Ursula Le Guin makes that control of the future the whimsy of an ordinary man. Like Alex, Brother Francis, or Winston, George Orr is no one special. His godlike ability remakes the past, and in an actualization of the ideas of the Party in 1984, he controls the future by controlling the past. The dreams retroactively change people’s memories, and in the one instance where a character is confronted with the change of reality before her eyes (forced doublethink), she is forced to discard the reality she knows for the reality she sees. That is perhaps what is so frightening about The Lathe of Heaven: that even the main character has trouble remembering what his separate “lives” have been like. What hope do we have of remembering, if we can't even forget what we didn't know?

The Ugly Crash of Human Nature

If these dystopian novels give us a primarily individualist view of each imagined world, it also comments on how deeply flawed human nature is (again, returning to the non-redemptive theme). For instance, Winston is able to delight in the simple beauty of a paperweight, yet in the next breath he’s able to say that he “hates purity.” He delights in his adulteries with Julia and is glad she sleeps with many other men. If there is good in humanity, Orwell implies, it is systematically erased by the boot-stamping on the face.

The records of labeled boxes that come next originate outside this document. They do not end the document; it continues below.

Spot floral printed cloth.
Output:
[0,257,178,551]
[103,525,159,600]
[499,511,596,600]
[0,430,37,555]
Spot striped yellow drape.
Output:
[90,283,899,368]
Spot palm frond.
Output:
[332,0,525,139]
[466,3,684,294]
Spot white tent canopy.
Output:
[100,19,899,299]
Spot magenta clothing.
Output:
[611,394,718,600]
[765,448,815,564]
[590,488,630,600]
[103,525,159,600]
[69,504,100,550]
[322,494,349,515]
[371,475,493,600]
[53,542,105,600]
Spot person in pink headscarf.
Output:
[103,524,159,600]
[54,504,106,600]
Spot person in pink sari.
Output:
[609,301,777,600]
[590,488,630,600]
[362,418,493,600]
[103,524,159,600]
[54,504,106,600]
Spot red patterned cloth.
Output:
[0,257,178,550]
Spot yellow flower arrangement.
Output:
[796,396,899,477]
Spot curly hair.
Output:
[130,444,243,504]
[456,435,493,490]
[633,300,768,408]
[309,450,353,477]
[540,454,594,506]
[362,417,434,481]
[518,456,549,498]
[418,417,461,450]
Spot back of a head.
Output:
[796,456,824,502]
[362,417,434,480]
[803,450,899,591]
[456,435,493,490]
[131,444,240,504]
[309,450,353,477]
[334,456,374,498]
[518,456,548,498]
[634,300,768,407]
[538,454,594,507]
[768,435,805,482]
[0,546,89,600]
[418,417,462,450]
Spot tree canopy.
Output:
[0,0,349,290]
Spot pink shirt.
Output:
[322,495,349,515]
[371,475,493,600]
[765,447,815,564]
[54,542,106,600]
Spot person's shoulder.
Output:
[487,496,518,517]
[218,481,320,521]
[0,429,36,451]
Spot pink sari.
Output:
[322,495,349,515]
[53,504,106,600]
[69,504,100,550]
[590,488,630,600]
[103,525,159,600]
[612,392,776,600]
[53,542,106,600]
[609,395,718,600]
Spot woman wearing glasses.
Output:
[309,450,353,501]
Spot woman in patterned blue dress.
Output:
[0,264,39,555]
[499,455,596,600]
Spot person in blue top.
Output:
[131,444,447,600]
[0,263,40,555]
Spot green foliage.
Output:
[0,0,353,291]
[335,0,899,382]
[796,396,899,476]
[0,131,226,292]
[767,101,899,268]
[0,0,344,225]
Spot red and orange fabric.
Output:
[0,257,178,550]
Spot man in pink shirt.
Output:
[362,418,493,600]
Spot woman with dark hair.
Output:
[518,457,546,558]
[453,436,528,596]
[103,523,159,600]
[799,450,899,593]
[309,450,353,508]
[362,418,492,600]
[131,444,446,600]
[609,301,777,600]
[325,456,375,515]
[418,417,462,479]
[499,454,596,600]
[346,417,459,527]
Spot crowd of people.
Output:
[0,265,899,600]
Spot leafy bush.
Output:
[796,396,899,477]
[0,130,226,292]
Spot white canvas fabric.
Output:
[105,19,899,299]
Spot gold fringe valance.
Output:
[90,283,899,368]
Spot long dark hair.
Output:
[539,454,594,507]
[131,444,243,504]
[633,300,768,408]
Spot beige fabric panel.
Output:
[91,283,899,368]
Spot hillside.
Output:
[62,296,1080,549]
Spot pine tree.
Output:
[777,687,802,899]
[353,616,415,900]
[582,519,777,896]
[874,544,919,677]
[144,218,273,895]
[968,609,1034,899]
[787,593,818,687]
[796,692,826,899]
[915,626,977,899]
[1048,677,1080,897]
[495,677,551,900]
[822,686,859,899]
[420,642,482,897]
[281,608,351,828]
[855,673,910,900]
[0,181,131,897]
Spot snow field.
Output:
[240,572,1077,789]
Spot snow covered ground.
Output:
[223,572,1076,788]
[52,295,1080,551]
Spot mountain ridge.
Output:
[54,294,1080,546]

Burgess’ vision of humanity is so dark that it’s not enough that good might be stamped out of humanity, but furthermore, mankind must undergo scientific procedures in order to “be good.” Even then, that good is not a “do good” but simply the negative “avoid evil.” The poignant notion we are left with in the final (restored) chapter of his novel is that goodness must be a choice and must come from within. No social engineering, no Five Year Plans can make the human spirit do something it doesn’t want to do. Mindless automatons result when the programming is forced, and you are left with something less than human.

Both Le Guin’s and Miller’s works go beyond the recognition of mankind’s evil to the acceptance of the cyclical nature of the interaction of good and evil. In A Canticle for Liebowitz, we see this across three different parts of the novel, each with many centuries of gap in between them. Men come and go, technology is attained and lost, but time marches on. In The Lathe of Heaven this same theme is expressed in the different iterations of the worlds that George Orr’s doctor concocts. Man can always think that the solution is around the corner: personal gain, population reduction, the graying of skin to “eliminate” racism. But all those worlds eventually are destroyed and pointless, and the inhabitants of the new/old Earth are left to fend with what they have at that given moment.


St. Thomas More, at heart a humanist, engaged in the thought experiment of Utopia to challenge our popular prejudices while appealing to the better angels of our nature. If the commentary about examining a potential spouse in the nude might be accepted in jest, the mocking of war as a scourge upon humanity which was to be avoided was in deadly earnest. As centuries passed within our own Western Tradition, the smoke from the Industrial Revolution obscured the light from the age of the humanists, and from those shapes and shadows emerged a vision that went beyond accepting our fallen human nature and instead condemned us to a forever cycle of our own destruction. But lest the image that we take from examining these Dystopias be the forever boot on the forever face, the grace that Brother Francis reminds us of in A Canticle for Liebowitz would perhaps be spoken best by the Savage of Brave New World, so desperately trying to quote his Shakespeare correctly: “How far that little candle throws his beams! So shines a good deed in a naughty world” (Merchant of Venice V: 1). If it is darkest before the dawn, perhaps when the world is most devoid of good will it see the value in that light that has not been overcome by the darkness.